Menendez, Booker Mark Equal Pay Day, Reintroduce Paycheck Fairness Act

Menendez, Booker Mark Equal Pay Day, Reintroduce Paycheck Fairness Act

WASHINGTON, D.C. – U.S. Senator Bob Menendez, and Sen. Cory Booker (both D-N.J.) joined Sen. Patty Murray (D-Wash.), ranking member of the Senate Health, Education, Labor and Pensions (HELP) Committee, and Congresswoman Rosa DeLauro (D-Conn.) marking Equal Pay Day by reintroducing the Paycheck Fairness Act, legislation that would strengthen the Equal Pay Act of 1963 and guarantee that women can challenge pay discrimination and hold employers accountable.


“Our efforts to shine a light on this problem must be followed by taking action, and that is exactly what we’re doing today and have been doing every year we’ve reintroduced the Paycheck Fairness Act,” said Sen. Menendez. “My mother worked in a factory, and rose to do what was essentially the manager’s job, but was never paid what her male coworkers could earn. I fight for equal pay because it’s what my mother deserved then, it’s what my daughter deserves now, and it’s what my granddaughter deserves in the future.”

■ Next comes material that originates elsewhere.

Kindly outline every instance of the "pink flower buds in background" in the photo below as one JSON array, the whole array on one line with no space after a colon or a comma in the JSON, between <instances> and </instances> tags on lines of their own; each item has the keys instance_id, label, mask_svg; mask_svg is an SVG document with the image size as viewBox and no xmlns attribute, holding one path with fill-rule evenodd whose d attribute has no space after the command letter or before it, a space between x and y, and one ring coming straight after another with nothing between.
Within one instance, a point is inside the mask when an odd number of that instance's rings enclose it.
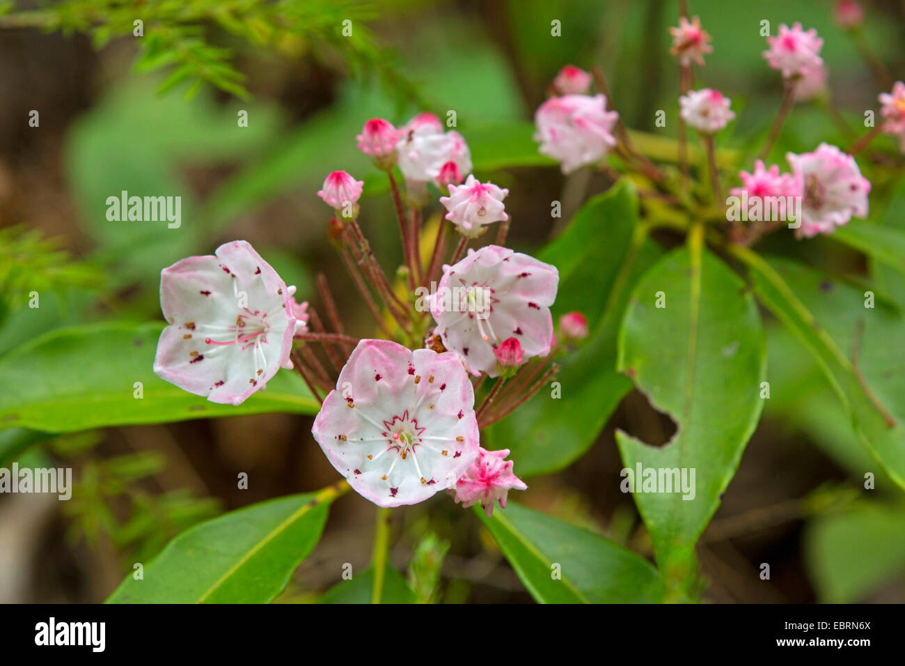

“There is no reason why a woman should be paid any less than a man for doing the same work. It’s just plain wrong, and it undermines the potential of our nation,” said Sen. Booker. “I’m proud to be an original cosponsor of the Paycheck Fairness Act, legislation that would help close the wage gap once and for all.”

Equal Pay Day symbolizes the date when women’s wages finally catch up to what men were paid in the previous year. Despite making up half the workforce, more than five decades after the passage of the Equal Pay Act of 1963, American women still make only 80 cents, on average, for every dollar earned by a man. The gap is even wider for women of color, with African American women making 63 cents on the dollar, and Hispanic women making only 54 cents, on average, compared with white men.


The Paycheck Fairness Act would strengthen and close loopholes in the Equal Pay Act of 1963 by holding employers accountable for discriminatory practices, ending the practice of pay secrecy, easing workers’ ability to individually or jointly challenge pay discrimination, and strengthening the available remedies for wronged employees. The House legislation was introduced by Congresswoman DeLauro and has 198 cosponsors.


Senators Menendez and Booker has been an original co-sponsor of the legislation since he has been a member of the Senate.   Additional Senate cosponsors include Senators Schumer (D-N.Y.), Durbin (D-Ill.), Coons (D-Del.), Brown (D-Ohio), Udall (D-N.M.), Casey (D-Pa.), Baldwin (D-Wisc.), Van Hollen (D-Md.), Shaheen (D-N.H), Gillibrand (D-N.Y.), Klobuchar (D-Minn.), Markey (D-Mass.), Hirono (D-Hawaii), Feinstein (D-Calif.), Manchin (D-W.Va.), Heinrich (D-N.M.), Blumenthal (D-Conn.), Leahy (D-Vt.), Reed (D-R.I.), Sanders (I-Vt.), Warren (D-Mass.), Stabenow (D-Mich.), Carper (D-Del.), Whitehouse (D-R.I.), McCaskill (D-Mo.), Cantwell (D-Wash.), Franken (D-Minn.), Warner (D-Va.), Harris (D-Calif.), Murphy (D-Conn.), Nelson (D-Fla.), Wyden (D-Ore.), Kaine (D-Va.), Hassan (D-N.H.), Merkley (D-Ore.), Tester (D-Mont.), Duckworth (D-Ill.), and Bennet (D-Colo.).